As casas lotéricas passaram a ser a nova opção da Caixa Econômica Federal para o financiamento habitacional. Com a inovação, a meta é se aproximar de mutuários mais jovens e facilitar o acesso da população que vive em pequenas cidades, onde a rede bancária ainda é restrita. Este é mais um passo na meta da Caixa de popularizar e expandir seu crédito imobiliário. O banco quer investir 40% a mais do que no ano passado e chegar à cifra de R$ 174 milhões em dezembro próximo.

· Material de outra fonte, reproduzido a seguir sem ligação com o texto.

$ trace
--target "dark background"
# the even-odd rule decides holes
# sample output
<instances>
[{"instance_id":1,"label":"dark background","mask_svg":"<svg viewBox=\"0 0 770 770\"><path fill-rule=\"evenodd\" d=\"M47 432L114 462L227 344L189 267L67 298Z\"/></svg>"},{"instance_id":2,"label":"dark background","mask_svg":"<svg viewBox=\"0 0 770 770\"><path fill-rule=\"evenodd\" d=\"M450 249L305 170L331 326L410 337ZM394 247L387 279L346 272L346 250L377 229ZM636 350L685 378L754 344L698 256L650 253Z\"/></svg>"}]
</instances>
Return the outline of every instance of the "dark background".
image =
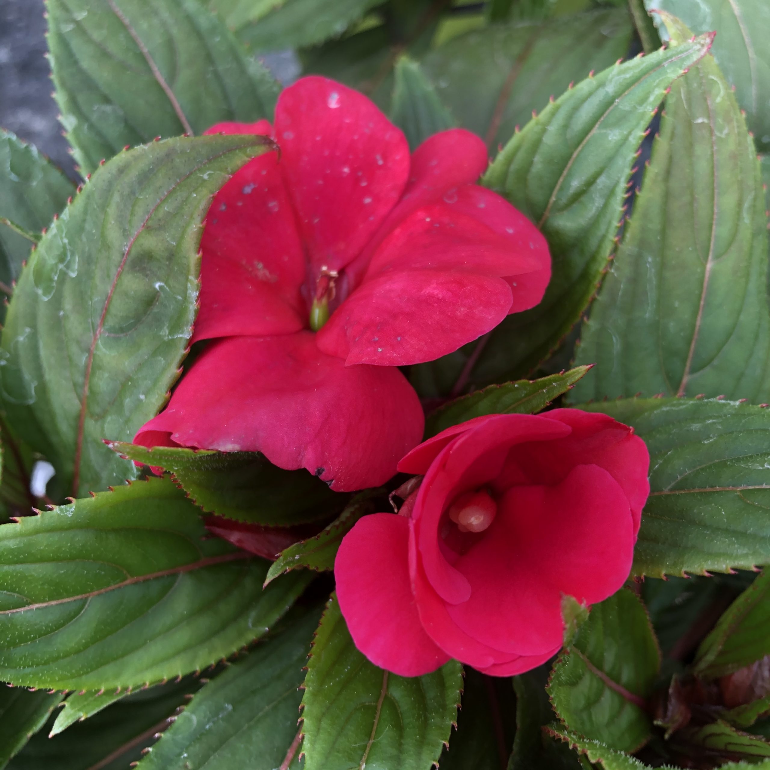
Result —
<instances>
[{"instance_id":1,"label":"dark background","mask_svg":"<svg viewBox=\"0 0 770 770\"><path fill-rule=\"evenodd\" d=\"M43 0L0 0L0 126L73 176L45 58Z\"/></svg>"}]
</instances>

Somente em Brasília, por exemplo, existem 198 casas lotéricas em atividade. Em todo o País são cerca de nove mil. De acordo com os dados da instituição, 73% da população brasileira com mais de 18 anos de idade frequenta as casas lotéricas, onde já é possível realizar várias outras operações bancárias.
Com o financiamento imobiliário estendido às unidades lotéricas, a intenção é diminuir as incômodas filas nas agências bancárias. As lotéricas têm horários mais flexíveis e estão distribuídas em vários pontos da cidade, tanto em interior de shoppings centers como em áreas comerciais de perfil popular.
“Há sempre uma lotérica perto de você”, sugere a frase publicitária da Caixa. Nelas é possível receber benefícios sociais como bolsa família, além de efetuar pagamento de contas de água, luz e telefone e boletos de cobrança. Outros serviços disponibilizados nesses locais são os saques de dinheiro e depósitos bancários.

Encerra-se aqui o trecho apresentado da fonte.